Following is a question by the Hon Albert Chan and a written reply by the Secretary for Planning and Lands, Mr John C Tsang, in the Legislative Council today (June 26):
At present, some land leases have clauses requiring the real estate developers concerned to provide certain public facilities on the sites concerned. It is learnt that after lands are granted, some real estate developers do not start the works on building the facilities in a timely manner, and they even put off the works until close to the deadline. In this connection, will the Government inform this Council:
(a) of the number of real estate developers, over the past three years, who have failed to complete the public facilities concerned within the specified time limits as stipulated in the clauses of the land leases, the descriptions of the development projects, the names of the developers, as well as the type of the public facilities involved, and the specified and actual dates of their completion; and
(b) whether it will consider stipulating in future land leases that occupation permits will not be issued to real estate developers until after the completion of the public facilities concerned, so as to protect the public interest; if so, of the details; if not, the reasons for that?
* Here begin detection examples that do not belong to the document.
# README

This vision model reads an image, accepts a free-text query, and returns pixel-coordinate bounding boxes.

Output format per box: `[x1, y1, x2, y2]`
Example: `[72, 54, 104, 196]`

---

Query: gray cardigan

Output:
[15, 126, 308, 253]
In the past three years, there were seven property developments involving late completion of public facilities as against the dates specified in the respective land leases. Details of the seven cases are provided at Annex.
Government attaches great importance to the timely completion of public facilities because they serve the interests of the local community. In this respect, Government has specific measures to ensure timely delivery of such public facilities.
If the construction of public facilities were entrusted to a developer who would hand over the facilities to Government upon completion, the developer would be liable to pay Government liquidated damages for any delayed handover of the facilities. Reimbursements to the developer for constructing the public facilities would not be released until the facilities have been fully completed and handed over to Government.
In respect of public facilities built at the developer's expense, Government could forbid the developer from completing sale transactions with flat buyers if the public facilities were not completed on time. Alternatively, Government could allow the sale transactions to proceed if the developer were able to provide a written undertaking and a bank bond as collateral security. In the event of the developer's failure to complete the public facilities, Government could use the bank bond to pay for the construction of the public facilities.
We do not consider that additional measures, such as withholding occupation permits issued under the Buildings Ordinance, would be necessary to further regulate the construction of public facilities by developers. To withhold the issue of occupation permit because of the late completion of public facilities would penalize not only the developer but also upset the housing arrangements of flat buyers. Government will continue to keep the existing arrangements under review and will consider appropriate improvement measures as and when necessary.